FETÖ meselesini sadece 15 Temmuz darbesiyle birlikte ele almak yanlış, özellikle eksiktir.
Darbe kalkışmasından öncesini de masaya yatırmak hayati bir öneme sahiptir.
FETÖ bir kaç yıl öncesine kadar başta iktidar çevresi olmak üzere büyük bir kesimle problemsiz bir şekilde varlığını sürdürüyor, işlerini yürütüyor, hedefine doğru ilerliyordu.
Güneydoğu hariç, dindar Kürtler, Hizbullah camiası bunun dışındaydı. Söylediğimiz gibi FETÖ herkesle gül gibi geçinip gittiği veya öyle göründüğü halde söz konusu kesime karşı açıktan ve amansız bir savaş yürütüyordu.
Hem de tek taraflı olarak. O günkü adıyla Hizbullah camiası FETÖ`yü hiç bir zaman kendisine rakip görmediği, muhatap almadığı halde FETÖ onlara acımasız bir şekilde düşmanlık ediyordu.
Çünkü bu zaman zarfında bölgedeki bu dindar Müslümanlar PKK ve JİTEM`e rağmen Müslümanca var olabilmek için çırpınıyordu. PKK kendi dışındakilere uyguladığı siyaseti onlara da dayatıyordu; “Ya bize katılacaksınız, ya buradan gideceksiniz, ya da sizi öldürürüz.” Yani dindar Müslümanlar gerçekten başlarının derdine düşmüş, yalnız bırakılmışlardı.
Bütün bunlar yetmiyormuş gibi ta o günlerden itibaren emniyet ve yargıyı elinde bulunduran FETÖ müptela olmuştu. İlginç olan şey bölge Müslümanları kendilerine karşı yürütülen bu düşmanlığın boyutlarını bilmiyorlar, tahmin etmiyorlar, hüsnü zanları buna el vermiyordu.
Her şey bugün biraz daha iyi anlaşılıyor.
Başlarının böylesine dertte olduğu bir dönemde o gün bir de FETÖ ile uğraşmaları onlar için ne İslami, ne de mantıklı bir şeydi. Fakat FETÖ bütün gücüyle bu cefakâr dindar kesime saldırdıkça saldırıyordu.
Bu saldırının boyutları otuz yıla yakındır emniyet ve yargı yoluyla kurulan kumpaslardan, sadece bir takım haksız gözaltı, tutuklama ve cezalandırmalardan ibaret değildi.
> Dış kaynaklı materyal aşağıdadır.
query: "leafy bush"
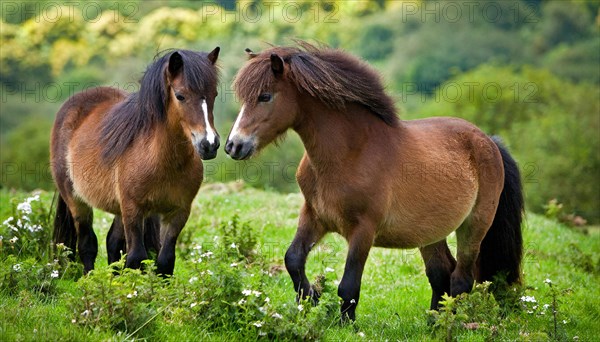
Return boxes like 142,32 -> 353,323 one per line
0,193 -> 52,259
429,282 -> 501,341
68,216 -> 339,340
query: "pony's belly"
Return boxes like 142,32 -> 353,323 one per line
373,219 -> 458,249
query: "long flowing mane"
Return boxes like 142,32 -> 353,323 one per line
102,50 -> 218,163
233,40 -> 398,126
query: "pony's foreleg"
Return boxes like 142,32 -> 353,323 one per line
338,220 -> 375,321
285,204 -> 325,301
106,215 -> 126,265
156,209 -> 190,275
121,209 -> 148,268
419,239 -> 456,310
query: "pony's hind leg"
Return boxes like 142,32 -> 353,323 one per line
450,215 -> 493,297
419,239 -> 456,310
154,209 -> 190,276
285,204 -> 325,302
121,209 -> 148,268
71,202 -> 98,273
338,220 -> 375,321
106,215 -> 126,265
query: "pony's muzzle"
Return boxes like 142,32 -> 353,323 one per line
225,137 -> 256,160
195,136 -> 221,160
Basın yayın yoluyla da büyük bir karartma, Müslümanca var olma mücadelesi vermekte olan bir camiayı bütün bir ülke genelinde ötekileştirme, düşmanlaştırma görevi yapmaktaydı.
Mademki bu düşmanlıktan nasibini alanlar henüz hayattalar, yaşıyorlar, mademki bu kirli savaşı yürüten FETÖ`nün emniyet ve asker ayağı, yargı ve medya ayağı şu an yaşıyorlar, o halde bütün yönleriyle bunlar ortaya çıkarılmalıdır.
Bütün bunların bugüne kadar kapalı kalması, bir başka deyişle FETÖ`nün arzu ettiği şekilde sunulup kabul ettirilmiş olması bize göre hem bu ülkeye ve hem de Müslümanlara pahalıya mal olmuştur. Çözüm adına yanlış dengeler kurulmaya çalışılmış ve yazık olmuştur.
Hiç değilse bundan sonra çözüm yollarının sıhhatli temeller üzerine bina edilebilmesi için karanlık örtülerin kaldırılması hayati öneme sahiptir.
Yetkililer önceki hataları tekrar etmeden, çalgıcılardan, şarkıcılardan, türkücülerden değil de adam gibi adamlardan oluşan heyetler oluşturmalı. FETÖ için yeni ve ciddi bir Güneydoğu dosyası açmalıdır.